Even after preparing the horse’s passport and completing all of the registrations and entry paperwork, there are still some steps before being accepted at a Fédération Equestre Internationale (FEI) competition. Staying aware of everything you need and the timing of the FEI schedule at the show can help you make the best plan for your team and the horse. Read the first part of our FEI Paperwork blog HERE, and find the second piece HERE.
Before Arriving at the Show:
All FEI competing horses must be stabled in the designated FEI stabling compound. New in 2022, the FEI is now requiring a digitally signed waiver attesting to the horse’s health, as well as body temperature recordings of the horse in the morning and afternoon for three days prior to entering FEI stabling. This information needs to be recorded in the FEI Horse Manager mobile app. It should be completed by the staff taking care of the horse in FEI stabling throughout the competition. Temperature also needs to be taken in this manner for every day the horse is in FEI stabling.
Another important thing to check before getting to the show is FEI stabling credential passes. Only people with FEI stabling credentials are permitted to enter the FEI stabling area at any time. Some competitions give out credential wristbands at the veterinary inspection jog. At other shows, those with connections to the competing horse who wish to enter the FEI area, such as owners, riders, and trainers, need to apply for a stabling credential prior to arriving at the show and then pick up their pass – usually from the FEI office. There is a limit to how many people can have credentials per horse, and the number varies per show. It is a good idea to check how many credentials you may be given ahead of time if that might be a concern for your team. Look for announcements from the show’s organizers about when you should receive your credentials, how many are being distributed per horse, and if there are additional forms to complete.
Checking In to the Stabling Area:
All competing horses must arrive at the FEI stabling compound and complete the initial check-in process during the allotted time listed in the official FEI schedule. You will need your horse’s competition back number, so be sure to stop by the show office to pick it up. Plan your arrival to the show so you can promptly unload your trailer and have enough time to check-in.
The vets at the check-in verify the horse’s identity by scanning the microchip. They cross-reference that with the passport and back number. They also confirm the temperature logs and the horse’s temperature upon arrival to FEI stabling. Ensure that you come prepared with the horse’s passport, number, and enough help such that someone can hold the horse and someone else can take the temperature to present to the show vet.
Remember that once the horse has been admitted to the FEI stabling compound, it cannot leave the show grounds until it has finished competing for the week. Any time a horse temporarily leaves FEI stabling for exercise, hand walking, bathing, or competition, the person at the FEI stabling entrance gate needs to be able to see the horse’s back number to record when the horse leaves and re-enters the FEI stabling area.

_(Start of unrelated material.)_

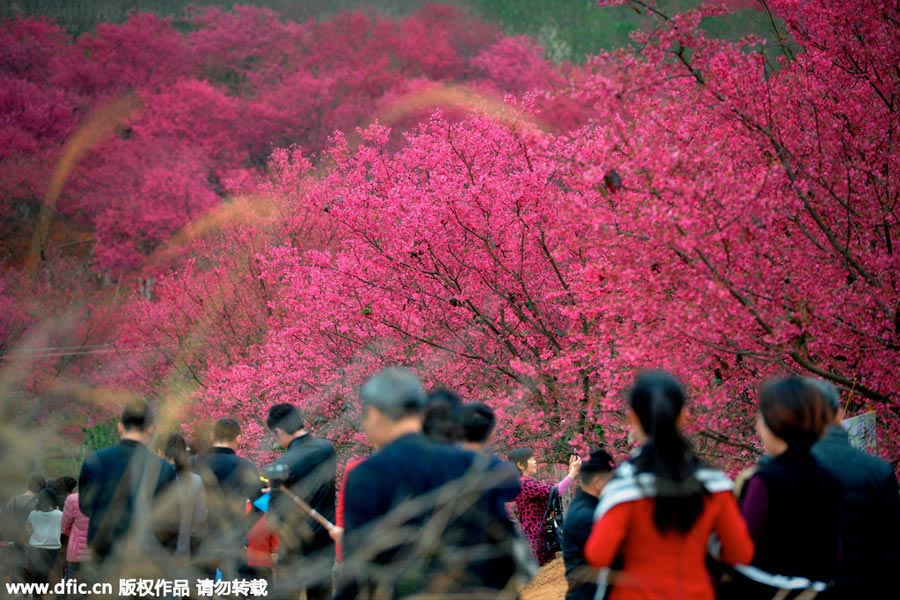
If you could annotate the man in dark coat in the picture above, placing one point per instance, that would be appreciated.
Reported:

Horses outside of the FEI stabling area need to be monitored by the FEI stewards. You must use the FEI-designated areas for riding, grazing, bathing, and competition. If the horse is temporarily leaving FEI stabling, it is essential that either the horse or horse-handler has the horse’s back number attached to them in some capacity. Many grooms choose to have a secondary number that they keep on them at all times when working in FEI stabling.
The Veterinary Inspection Jog:
The jog, also known as the veterinary inspection, happens at an indicated time after the check-in window. There might be separate jog times for different levels of competition if they are happening concurrently, or the jogs might happen simultaneously. Be sure to make note of the time of the jog and have a plan for your horse’s schedule. Some people like to have their horses ridden before the inspection so they are looser and more relaxed. If that is the case, you need to allow enough time to have the horse properly cooled off and groomed. Though it is not an official rule, it is generally expected that horses arrive at the jog nicely turned out. Remember that the jog is a veterinary inspection. This means that your horse should not have any tack or equipment besides the bridle. If it is raining, you could cover your horse with a rain sheet while you wait in line, but you’ll be asked to remove it for the actual jog.

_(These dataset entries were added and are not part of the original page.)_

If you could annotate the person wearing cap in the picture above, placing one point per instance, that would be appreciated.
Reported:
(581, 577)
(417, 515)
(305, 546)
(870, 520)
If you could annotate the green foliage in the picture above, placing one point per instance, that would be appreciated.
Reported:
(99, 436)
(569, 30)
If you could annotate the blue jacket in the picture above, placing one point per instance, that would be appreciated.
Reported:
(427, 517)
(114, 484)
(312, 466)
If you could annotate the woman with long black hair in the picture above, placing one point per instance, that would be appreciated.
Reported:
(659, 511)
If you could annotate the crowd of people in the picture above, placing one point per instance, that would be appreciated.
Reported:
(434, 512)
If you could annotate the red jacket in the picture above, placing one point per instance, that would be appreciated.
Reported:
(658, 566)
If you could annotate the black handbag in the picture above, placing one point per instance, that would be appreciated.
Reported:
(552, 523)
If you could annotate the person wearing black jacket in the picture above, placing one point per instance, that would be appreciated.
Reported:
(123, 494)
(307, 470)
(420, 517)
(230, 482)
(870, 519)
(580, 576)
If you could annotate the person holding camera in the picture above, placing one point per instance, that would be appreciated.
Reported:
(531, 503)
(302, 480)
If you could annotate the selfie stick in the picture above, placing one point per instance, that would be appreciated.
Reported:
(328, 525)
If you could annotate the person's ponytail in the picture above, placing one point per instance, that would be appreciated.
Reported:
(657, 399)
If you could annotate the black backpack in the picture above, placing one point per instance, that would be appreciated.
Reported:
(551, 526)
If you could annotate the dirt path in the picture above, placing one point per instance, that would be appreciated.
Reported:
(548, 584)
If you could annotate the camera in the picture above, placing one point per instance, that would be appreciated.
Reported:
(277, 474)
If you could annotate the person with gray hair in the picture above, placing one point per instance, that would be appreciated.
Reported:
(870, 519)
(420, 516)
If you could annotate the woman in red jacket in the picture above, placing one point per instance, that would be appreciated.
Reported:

At the veterinary inspection, the passport is checked thoroughly. You also have to jog the horse down and back for soundness on the designated strip. For this, you need the horse, passport, and number. If all goes well and the horse passes inspection, the stewards will keep the passport until the horse leaves FEI stabling at the conclusion of its competition week.

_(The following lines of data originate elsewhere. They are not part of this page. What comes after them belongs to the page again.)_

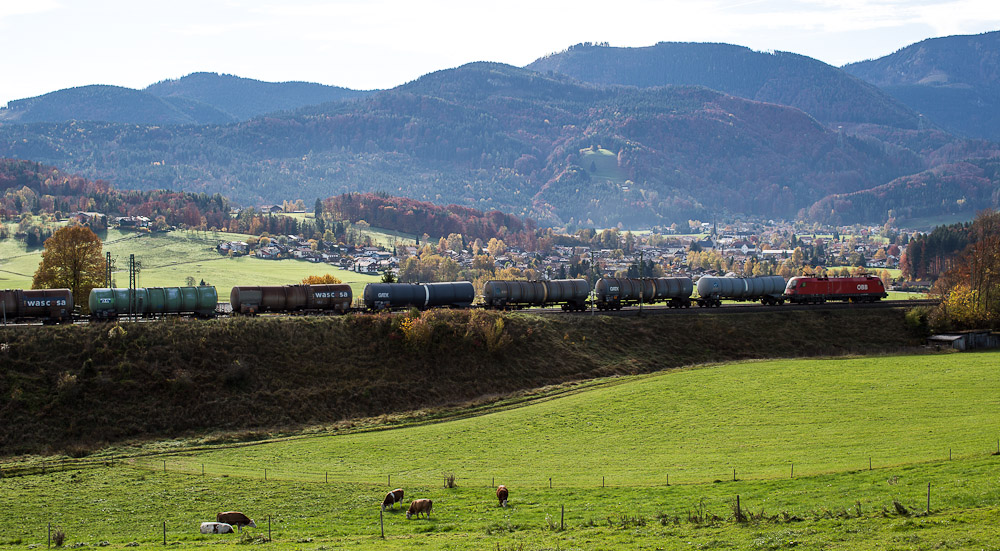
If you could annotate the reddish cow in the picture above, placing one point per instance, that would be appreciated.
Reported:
(502, 495)
(418, 506)
(392, 498)
(235, 518)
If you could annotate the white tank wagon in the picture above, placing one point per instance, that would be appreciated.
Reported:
(766, 289)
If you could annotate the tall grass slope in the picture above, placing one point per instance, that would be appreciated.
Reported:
(76, 388)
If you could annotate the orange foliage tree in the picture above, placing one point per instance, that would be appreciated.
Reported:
(72, 260)
(325, 279)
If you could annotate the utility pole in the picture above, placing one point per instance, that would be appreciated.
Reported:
(593, 294)
(642, 283)
(107, 271)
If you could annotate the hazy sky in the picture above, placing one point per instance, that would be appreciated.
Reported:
(47, 45)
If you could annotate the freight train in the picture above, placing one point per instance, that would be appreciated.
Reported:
(56, 305)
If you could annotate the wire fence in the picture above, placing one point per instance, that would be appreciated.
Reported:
(610, 479)
(193, 466)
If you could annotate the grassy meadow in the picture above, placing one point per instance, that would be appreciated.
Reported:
(827, 417)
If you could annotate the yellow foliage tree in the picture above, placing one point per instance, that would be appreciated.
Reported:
(72, 260)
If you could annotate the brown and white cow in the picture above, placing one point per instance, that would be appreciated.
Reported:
(418, 506)
(392, 498)
(502, 495)
(235, 518)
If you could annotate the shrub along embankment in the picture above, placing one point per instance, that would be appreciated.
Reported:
(81, 387)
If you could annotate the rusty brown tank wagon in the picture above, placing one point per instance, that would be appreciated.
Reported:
(45, 305)
(327, 299)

Make sure you factor enough time for the jog into your plans for the day. It can be challenging to avoid waiting in line since every horse needs to be seen at the inspection. Arriving a little early can sometimes help mitigate waiting for an extended period of time.
If you have a stallion, confer with a steward about where to wait for your turn to jog. In order to keep all the horses and people safe, stewards will usually keep stallions separated from the general lineup. They will slot them into the inspection when they can. If you have a particularly challenging horse to handle, it is always a good idea to speak with the steward ahead of time, so you can be as cautious as possible.
Don’t forget that you will need to jog your horse in a snaffle bit or double bridle. You will need to do this even if it is not something they use ordinarily. You can jog with the reins of the bridle, a lead line, or a lunge line. It is best to think about how your horse might react to the atmosphere at the jog and plan accordingly.
Making lists of what you need for each phase of the check-in and jog process can help you stay organized. Having reminders on your phone for different timings can also be helpful. While it can seem daunting at first, the great thing about participating in FEI competitions is that you are among the best athletes, stewards, veterinarians, grooms, etc. It is a great opportunity to learn, and the added intensity will make your successes feel even sweeter. Enjoy the experience, and don’t forget to retrieve your horse’s passport once you are done competing before you head home!